I won’t presume to believe the 44th president of the United States got the idea directly from me. Nevertheless, I’ll take a bit of ownership of the idea he put forward.
He implored young people in his audience to “vote,” to take part in the political process if only just be ensuring that they cast their ballots. “Don’t think your vote doesn’t matter,” Obama said, noting that he he was able to win two presidential elections by narrowly carrying many voting precincts or congressional districts across the land.
I’m going to steer away from the partisan nature of what the former president said, concentrating instead on the bigger picture.
For decades I sought to boost voter turnout by imploring voters to follow this simple creed: Don’t let your neighbor — who might or not agree with your political leanings — decide who should represent you in government.
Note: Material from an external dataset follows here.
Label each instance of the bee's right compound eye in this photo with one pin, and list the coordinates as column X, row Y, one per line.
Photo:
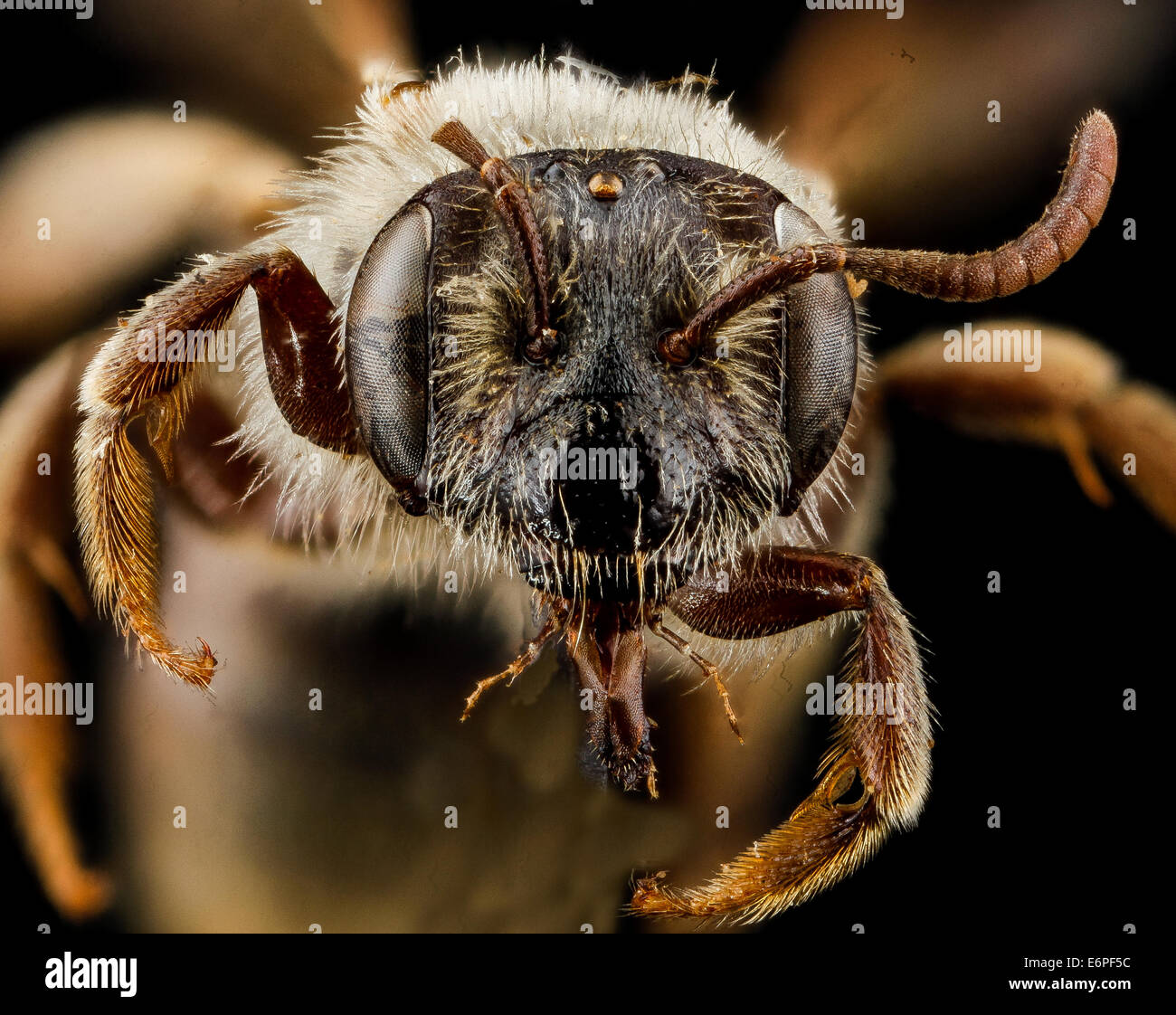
column 388, row 345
I ran out of ways to say the same thing. Yes, I repeated myself. I’m likely doing so here … right now!
Texas remains one of the nation’s most miserable examples of representative democracy. Our voter turnout at every level — from the presidential level on down — habitually ranks at or near the bottom of all 50 states. Think of that: Texans protect the right to vote on many issues and for many candidates; yet when given the chance to vote, too many of us stay home.
The former president spoke a tremendous truth today to those students in Illinois. They need to take part. They need to become the solution to what they believe is wrong with our political system today. The simplest way to do so, in the former president’s words, is to exercise their right to vote. Cast a ballot, man!
So, thank you, Mr. President, for elevating my message to the national stage.